Let’s talk about some of the core techniques of Jeet Kune Do and how they are similar to the Brevity selling techniques.


The Straight Lead: This is a quick straight punch that starts closer to the opponent.

-This is similar to our techniques for gathering key information with direct and honest questions.

The Non-Telegraphed Punch:  This is a technique whereby the fighter remains loose with no “get ready poses,” twitches, tensing up or drawing back to strike.

-This reminds me of the casual nature of our approach.  You often hear me talking about  shiny wingtips, bow ties, etc.  We teach that you can look expensive to your prospect, thus telegraphing.  The intention for Bruce Lee and Brevity is for the opponent or client to remain at ease.

Economy of motion:  This is based on the ideas of Simplicity, Efficiency and Directness.


-What could be more “Brevity” than that?  Our company and platform is named for these ideas.

Simultaneous Parrying and Punching: This is a way of simultaneously redirecting a blow from an opponent and throwing a strike.

-I like this one.  It reminds me of a technique we teach of not telling the client he or she is wrong, but instead focusing on and agreeing with only the portion they got right and simultaneously steering the conversation down that path.

Low Kicks: This is a technique of keeping your kicks at or below the midsection.  This puts your target closer to the foot and minimizes to risk of throwing yourself off balance.

-I teach my agents to shoot for small commitments from the client.  Getting several small commitments is better than trying to land one giant roundhouse to the face.


Be Like Water:  “Be like water making its way through cracks.
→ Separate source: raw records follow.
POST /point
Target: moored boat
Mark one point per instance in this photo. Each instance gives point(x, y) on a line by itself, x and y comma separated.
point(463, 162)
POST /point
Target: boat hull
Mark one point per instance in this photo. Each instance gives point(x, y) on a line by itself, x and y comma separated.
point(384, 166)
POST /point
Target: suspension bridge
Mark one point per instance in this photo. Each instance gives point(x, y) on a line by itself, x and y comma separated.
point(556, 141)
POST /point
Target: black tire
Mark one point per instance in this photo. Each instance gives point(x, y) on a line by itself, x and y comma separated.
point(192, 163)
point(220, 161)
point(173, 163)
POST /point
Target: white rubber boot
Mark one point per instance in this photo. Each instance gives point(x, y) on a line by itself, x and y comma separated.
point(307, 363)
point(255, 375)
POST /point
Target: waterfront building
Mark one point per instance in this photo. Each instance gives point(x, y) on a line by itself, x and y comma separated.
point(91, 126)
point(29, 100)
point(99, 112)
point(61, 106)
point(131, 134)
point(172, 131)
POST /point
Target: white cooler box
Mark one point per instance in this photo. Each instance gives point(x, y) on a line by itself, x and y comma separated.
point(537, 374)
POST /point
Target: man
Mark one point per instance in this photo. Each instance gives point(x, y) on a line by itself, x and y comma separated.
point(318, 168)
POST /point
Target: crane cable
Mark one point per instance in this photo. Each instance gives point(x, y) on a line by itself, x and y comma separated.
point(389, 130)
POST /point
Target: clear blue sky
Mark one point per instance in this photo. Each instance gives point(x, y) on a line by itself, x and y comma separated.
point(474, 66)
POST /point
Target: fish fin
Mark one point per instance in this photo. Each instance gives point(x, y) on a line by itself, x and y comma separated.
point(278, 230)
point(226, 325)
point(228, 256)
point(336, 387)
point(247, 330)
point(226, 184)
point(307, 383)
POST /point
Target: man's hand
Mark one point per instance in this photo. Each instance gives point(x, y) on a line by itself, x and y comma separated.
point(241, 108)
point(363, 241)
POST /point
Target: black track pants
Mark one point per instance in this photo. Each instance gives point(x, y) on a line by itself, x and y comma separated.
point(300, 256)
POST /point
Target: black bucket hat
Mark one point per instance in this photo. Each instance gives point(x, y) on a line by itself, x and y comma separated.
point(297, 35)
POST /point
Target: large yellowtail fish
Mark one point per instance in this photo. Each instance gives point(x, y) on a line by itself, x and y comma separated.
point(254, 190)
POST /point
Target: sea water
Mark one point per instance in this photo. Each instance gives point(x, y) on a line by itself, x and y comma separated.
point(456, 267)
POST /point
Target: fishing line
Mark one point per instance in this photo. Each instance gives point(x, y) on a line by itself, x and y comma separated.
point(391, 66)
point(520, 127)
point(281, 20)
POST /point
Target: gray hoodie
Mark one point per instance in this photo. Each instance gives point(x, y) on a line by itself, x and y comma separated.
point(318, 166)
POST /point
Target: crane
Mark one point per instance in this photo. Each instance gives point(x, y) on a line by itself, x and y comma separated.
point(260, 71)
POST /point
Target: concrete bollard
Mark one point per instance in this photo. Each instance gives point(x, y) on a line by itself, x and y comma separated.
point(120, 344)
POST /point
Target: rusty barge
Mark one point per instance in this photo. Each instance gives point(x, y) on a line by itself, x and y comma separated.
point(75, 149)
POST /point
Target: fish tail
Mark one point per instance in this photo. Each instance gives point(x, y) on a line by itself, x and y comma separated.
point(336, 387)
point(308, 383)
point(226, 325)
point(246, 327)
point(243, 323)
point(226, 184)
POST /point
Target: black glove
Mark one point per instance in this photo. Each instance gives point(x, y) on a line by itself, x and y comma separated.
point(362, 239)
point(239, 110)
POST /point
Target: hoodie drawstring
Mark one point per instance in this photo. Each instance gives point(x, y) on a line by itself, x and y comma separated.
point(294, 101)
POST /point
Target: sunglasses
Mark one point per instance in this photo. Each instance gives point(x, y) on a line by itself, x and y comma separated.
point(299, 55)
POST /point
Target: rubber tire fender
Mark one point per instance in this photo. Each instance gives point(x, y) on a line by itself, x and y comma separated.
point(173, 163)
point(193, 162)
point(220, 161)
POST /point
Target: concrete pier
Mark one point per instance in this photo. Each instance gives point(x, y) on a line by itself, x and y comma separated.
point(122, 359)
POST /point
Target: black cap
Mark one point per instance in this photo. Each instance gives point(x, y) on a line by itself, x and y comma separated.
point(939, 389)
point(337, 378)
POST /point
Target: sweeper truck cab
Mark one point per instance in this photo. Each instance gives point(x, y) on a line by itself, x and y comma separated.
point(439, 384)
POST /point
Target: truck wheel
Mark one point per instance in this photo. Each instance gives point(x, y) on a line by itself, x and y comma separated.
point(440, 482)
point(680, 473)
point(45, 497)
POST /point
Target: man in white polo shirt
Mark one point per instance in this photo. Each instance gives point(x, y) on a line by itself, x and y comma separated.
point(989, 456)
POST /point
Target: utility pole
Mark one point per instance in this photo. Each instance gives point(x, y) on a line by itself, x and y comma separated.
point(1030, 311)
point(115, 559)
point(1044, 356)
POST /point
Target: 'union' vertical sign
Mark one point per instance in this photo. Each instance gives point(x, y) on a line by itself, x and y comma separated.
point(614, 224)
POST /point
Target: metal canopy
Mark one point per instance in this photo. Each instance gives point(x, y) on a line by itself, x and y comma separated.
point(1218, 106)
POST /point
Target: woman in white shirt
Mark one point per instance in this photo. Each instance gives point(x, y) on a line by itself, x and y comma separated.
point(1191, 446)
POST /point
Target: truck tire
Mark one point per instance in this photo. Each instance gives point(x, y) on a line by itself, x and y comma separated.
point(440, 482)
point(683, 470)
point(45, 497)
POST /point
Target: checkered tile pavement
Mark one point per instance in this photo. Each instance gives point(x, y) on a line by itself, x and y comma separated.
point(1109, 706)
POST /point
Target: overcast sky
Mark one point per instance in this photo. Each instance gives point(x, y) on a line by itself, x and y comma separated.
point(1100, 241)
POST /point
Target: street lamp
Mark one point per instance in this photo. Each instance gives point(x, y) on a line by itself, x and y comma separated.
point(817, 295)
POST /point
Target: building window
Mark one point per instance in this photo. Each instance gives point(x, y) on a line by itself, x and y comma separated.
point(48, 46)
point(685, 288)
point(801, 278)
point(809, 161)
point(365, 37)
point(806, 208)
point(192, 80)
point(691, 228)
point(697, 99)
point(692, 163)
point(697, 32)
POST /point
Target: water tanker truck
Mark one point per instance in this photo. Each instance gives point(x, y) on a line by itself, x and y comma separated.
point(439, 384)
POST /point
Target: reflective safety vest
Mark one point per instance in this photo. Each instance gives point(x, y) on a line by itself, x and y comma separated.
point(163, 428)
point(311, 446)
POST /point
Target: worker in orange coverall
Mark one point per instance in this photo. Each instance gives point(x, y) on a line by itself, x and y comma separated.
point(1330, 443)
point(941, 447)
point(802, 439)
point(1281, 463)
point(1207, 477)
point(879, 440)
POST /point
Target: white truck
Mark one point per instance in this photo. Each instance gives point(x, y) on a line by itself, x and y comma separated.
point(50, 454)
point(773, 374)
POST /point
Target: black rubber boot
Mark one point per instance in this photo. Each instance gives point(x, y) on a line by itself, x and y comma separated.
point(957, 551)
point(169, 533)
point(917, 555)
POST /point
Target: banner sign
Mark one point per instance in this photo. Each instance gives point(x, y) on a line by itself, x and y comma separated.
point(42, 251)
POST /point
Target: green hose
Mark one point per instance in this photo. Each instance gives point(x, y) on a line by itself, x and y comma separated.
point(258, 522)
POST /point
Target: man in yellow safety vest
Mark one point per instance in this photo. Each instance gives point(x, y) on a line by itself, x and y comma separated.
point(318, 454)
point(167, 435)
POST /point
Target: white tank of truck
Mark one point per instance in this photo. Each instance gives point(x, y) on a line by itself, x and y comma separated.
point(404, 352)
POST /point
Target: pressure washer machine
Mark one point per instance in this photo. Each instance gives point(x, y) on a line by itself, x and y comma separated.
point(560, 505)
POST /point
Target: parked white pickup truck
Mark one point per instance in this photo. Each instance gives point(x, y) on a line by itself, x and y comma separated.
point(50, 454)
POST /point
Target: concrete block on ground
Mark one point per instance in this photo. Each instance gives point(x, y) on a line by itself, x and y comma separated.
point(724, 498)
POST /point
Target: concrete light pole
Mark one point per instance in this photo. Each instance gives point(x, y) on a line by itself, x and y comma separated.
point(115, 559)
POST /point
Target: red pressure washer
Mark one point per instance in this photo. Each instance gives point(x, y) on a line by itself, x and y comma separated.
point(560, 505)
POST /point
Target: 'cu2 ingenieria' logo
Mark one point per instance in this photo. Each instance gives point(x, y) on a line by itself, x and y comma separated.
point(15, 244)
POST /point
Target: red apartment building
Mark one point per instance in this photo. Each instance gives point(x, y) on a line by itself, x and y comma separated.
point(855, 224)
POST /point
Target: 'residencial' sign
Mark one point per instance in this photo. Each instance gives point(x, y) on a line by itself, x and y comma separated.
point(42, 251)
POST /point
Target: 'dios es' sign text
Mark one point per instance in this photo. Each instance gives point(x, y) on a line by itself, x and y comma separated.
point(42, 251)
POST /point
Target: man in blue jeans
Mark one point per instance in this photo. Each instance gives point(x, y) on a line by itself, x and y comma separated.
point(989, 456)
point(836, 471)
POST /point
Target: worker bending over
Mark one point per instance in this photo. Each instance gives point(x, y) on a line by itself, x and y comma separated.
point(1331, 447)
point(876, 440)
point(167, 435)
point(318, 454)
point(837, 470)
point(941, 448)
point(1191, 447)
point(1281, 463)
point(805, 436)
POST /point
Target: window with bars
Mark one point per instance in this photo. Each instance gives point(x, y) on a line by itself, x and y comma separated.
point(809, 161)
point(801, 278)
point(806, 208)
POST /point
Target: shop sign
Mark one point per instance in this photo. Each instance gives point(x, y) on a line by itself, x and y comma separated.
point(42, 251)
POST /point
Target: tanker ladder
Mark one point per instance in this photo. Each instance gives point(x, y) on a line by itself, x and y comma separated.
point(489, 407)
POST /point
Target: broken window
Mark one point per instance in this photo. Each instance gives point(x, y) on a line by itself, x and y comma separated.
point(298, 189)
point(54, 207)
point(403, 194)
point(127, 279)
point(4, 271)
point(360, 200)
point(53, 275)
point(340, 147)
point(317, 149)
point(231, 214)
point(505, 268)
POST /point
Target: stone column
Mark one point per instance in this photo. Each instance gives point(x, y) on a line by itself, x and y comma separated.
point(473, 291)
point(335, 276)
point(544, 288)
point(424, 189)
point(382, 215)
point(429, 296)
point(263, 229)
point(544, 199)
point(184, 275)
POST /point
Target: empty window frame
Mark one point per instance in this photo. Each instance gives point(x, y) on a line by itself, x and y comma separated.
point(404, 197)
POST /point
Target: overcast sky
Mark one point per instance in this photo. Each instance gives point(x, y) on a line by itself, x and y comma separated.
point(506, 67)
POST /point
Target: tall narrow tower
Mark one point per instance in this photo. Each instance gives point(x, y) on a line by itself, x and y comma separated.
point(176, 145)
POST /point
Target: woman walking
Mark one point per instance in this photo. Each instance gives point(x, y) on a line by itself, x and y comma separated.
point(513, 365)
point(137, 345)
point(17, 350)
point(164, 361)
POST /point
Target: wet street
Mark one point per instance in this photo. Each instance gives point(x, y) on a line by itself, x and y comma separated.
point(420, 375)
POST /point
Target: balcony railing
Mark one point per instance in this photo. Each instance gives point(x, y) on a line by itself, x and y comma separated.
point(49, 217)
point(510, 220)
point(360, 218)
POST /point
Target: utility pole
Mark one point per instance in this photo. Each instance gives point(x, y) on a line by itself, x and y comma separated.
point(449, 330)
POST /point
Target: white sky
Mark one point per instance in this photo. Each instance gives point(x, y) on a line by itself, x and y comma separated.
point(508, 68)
Do not be assertive, but adjust to the object, and you shall find a way around or through it. If nothing within you stays rigid, outward things will disclose themselves.  Empty your mind, be formless. Shapeless, like water. If you put water into a cup, it becomes the cup. You put water into a bottle and it becomes the bottle. You put it in a teapot, it becomes the teapot. Now, water can flow or it can crash. Be water, my friend.”
-Bruce Lee

I don’t really expect this to ring true for all of my readers.  Some of you, who have either bought from a rigid salesman or who have been trained to sell the old way can relate.  Like Bruce Lee pushed Karate forward, our goal is to push selling forward.  Some of the old techniques will remain in practice for years to come.  After all, humans are humans.  We will even incorporate a few of the ones that work.  What we will not do is abide by a set of old standards when we can get better results with a new way.